The finite algebras $(A,*,+)$ that satisfy the identity $(x*y)+(y*z)=(x+y)*(y+z)$ are precisely the algebras such that the one-dimensional cellular automata produced by $*$ and $+$ are commutative cellular automata. To be clear the operations $*,+$ do not necessarily satisfy any associativity or any other well known laws. See the paper Commuting Cellular Automata for details on this identity and its relation to cellular automata (or see my answer here for less details). I want to know if the variety $V$ of algebras that satisfy $(x*y)+(y*z)=(x+y)*(y+z)$ is generated by the collection of all its finite algebras. It suffices to show that the free algebras in $V$ are subdirect products of finite algebras in $V$. If the finite algebras $(A,*,+)$ satisfy other kinds of identities not implies by $(x*y)+(y*z)=(x+y)*(y+z)$, then what is an explicit example of such an identity?
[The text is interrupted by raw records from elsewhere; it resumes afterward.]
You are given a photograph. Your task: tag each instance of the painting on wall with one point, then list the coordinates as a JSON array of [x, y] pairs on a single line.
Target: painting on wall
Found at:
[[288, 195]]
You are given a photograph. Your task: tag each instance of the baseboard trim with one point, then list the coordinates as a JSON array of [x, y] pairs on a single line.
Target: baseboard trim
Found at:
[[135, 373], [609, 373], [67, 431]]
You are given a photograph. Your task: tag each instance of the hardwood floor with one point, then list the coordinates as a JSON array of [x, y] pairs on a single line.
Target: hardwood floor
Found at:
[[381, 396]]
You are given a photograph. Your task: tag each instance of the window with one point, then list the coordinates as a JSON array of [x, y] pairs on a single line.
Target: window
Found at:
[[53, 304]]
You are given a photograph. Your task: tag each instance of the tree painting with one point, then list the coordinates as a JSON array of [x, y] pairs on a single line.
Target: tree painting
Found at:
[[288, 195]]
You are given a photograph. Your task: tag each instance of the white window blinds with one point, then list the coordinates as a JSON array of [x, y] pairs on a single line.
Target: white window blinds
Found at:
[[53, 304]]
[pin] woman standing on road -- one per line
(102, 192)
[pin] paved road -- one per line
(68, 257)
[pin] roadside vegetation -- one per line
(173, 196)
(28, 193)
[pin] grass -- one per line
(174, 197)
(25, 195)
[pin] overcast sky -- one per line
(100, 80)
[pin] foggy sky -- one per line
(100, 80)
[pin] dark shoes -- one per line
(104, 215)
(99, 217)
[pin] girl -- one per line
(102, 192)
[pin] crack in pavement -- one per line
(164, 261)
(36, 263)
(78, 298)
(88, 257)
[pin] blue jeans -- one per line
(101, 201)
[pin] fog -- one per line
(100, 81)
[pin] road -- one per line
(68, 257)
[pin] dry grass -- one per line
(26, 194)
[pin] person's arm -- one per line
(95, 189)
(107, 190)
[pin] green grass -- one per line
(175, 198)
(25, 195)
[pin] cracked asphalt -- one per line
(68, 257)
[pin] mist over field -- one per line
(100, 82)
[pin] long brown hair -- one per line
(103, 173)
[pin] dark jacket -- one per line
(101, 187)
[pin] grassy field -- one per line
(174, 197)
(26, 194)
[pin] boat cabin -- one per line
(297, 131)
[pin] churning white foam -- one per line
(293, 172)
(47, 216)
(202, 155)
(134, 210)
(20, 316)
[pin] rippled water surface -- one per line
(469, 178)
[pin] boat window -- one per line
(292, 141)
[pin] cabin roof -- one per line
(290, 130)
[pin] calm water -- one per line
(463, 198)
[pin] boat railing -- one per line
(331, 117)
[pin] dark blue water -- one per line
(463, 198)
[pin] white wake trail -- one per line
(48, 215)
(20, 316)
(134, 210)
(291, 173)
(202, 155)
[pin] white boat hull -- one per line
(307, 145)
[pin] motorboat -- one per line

If the free algebras in $V$ are subdirect products of finite algebras in $V$, then what is a good explicit example of how to embed the free algebras in $V$ as subdirect products of finite algebras in $V$?

Part of the motivation for this question is that cellular automata are usually over a finite alphabet $A$, so I wonder if finite algebras that satisfy $(A,*,+)$ that satisfy the identity $(x*y)+(y*z)=(x+y)*(y+z)$ satisfy any other identities.